WE have a new Antinous bust! The Torlonia Marbles are being displayed for the first time in 50 years in Italy and among them is a new bust of Antinous...not exactly new, its been in storage for decades, but it is new for us!
It shows Antinous as Bacchus wearing a goat skin and on his head that mysterious box-crown that we aren’t entirely sure what its function was but we suspect it may have held a feather adornment or maybe a lotus flower.
There is always another Antinous out there in hiding waiting to be revealed, his mystery never stops unfolding around us!
The Antinous bust, along with an equally stunning bust of Hadrian, are highlights of the Torlonia Marbles, which went on exhibit in 2020-21 at the Capitoline Museum before going on exhibit at the Gallerie d'Italia in Milan May-September 2022.
The Milan exhibition comprises more than 90 pieces from the revered "collection of collections" which had been hidden away for decades before it was presented to the public in Rome in October 2020.
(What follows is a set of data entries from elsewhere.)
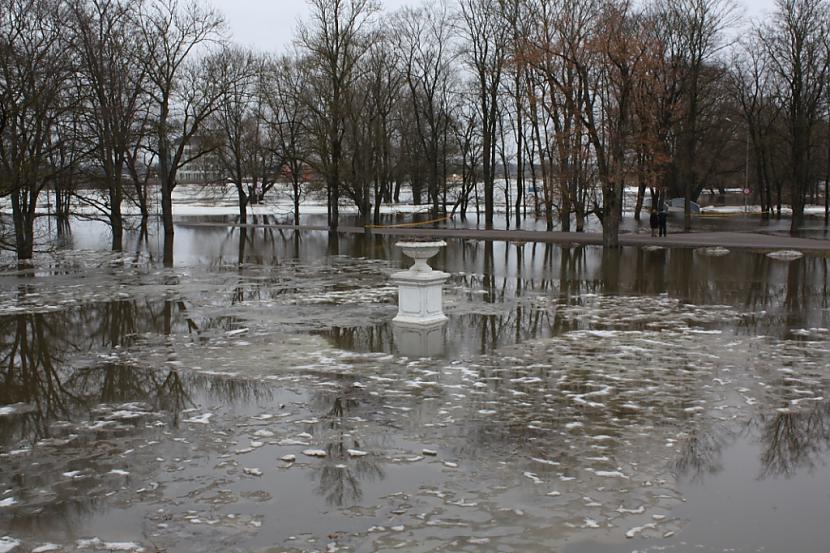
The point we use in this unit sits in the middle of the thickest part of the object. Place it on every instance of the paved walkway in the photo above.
(729, 240)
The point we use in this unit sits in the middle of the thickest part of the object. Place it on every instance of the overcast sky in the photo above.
(270, 25)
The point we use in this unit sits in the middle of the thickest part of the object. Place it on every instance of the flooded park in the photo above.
(257, 397)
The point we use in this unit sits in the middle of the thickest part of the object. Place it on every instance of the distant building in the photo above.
(205, 169)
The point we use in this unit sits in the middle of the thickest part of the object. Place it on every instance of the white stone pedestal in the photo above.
(420, 340)
(420, 289)
(420, 297)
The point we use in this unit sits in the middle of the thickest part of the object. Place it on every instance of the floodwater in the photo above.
(256, 397)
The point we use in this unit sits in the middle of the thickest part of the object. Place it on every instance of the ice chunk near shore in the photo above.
(314, 453)
(201, 419)
(8, 544)
(785, 255)
(716, 251)
(639, 529)
(47, 547)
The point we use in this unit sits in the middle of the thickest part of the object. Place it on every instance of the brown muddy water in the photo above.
(256, 397)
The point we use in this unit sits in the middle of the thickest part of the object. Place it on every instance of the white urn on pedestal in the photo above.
(420, 293)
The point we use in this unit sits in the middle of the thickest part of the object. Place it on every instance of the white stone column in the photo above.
(420, 289)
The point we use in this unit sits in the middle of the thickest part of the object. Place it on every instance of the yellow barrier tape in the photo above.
(405, 225)
(735, 214)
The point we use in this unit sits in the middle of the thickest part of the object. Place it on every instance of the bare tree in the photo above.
(236, 126)
(334, 42)
(795, 39)
(423, 40)
(696, 31)
(486, 45)
(184, 95)
(112, 73)
(281, 92)
(37, 94)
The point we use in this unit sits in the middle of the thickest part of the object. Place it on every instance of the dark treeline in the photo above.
(549, 108)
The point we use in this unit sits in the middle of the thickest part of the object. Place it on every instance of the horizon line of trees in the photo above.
(557, 105)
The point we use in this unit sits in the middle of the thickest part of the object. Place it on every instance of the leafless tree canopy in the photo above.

Considered among the world's most important private collections of Greek-Roman classical art, the Torlonia Collection comprises a total of 620 pieces.
Amassed between the 15th- and 19th centuries by the aristocratic Torlonia family, the collection includes marble, bronze and alabaster statues, busts, bas-reliefs and sarcophagi dating to the ancient Roman era.
The exhibition of the Torlonia works is due to embark on a world tour whose programme is still being defined, reports news agency ANSA.
There is also a long-term plan to house the collection in a new Rome museum, possibly in a previously neglected Renaissance palace near the Colosseum, currently under restoration.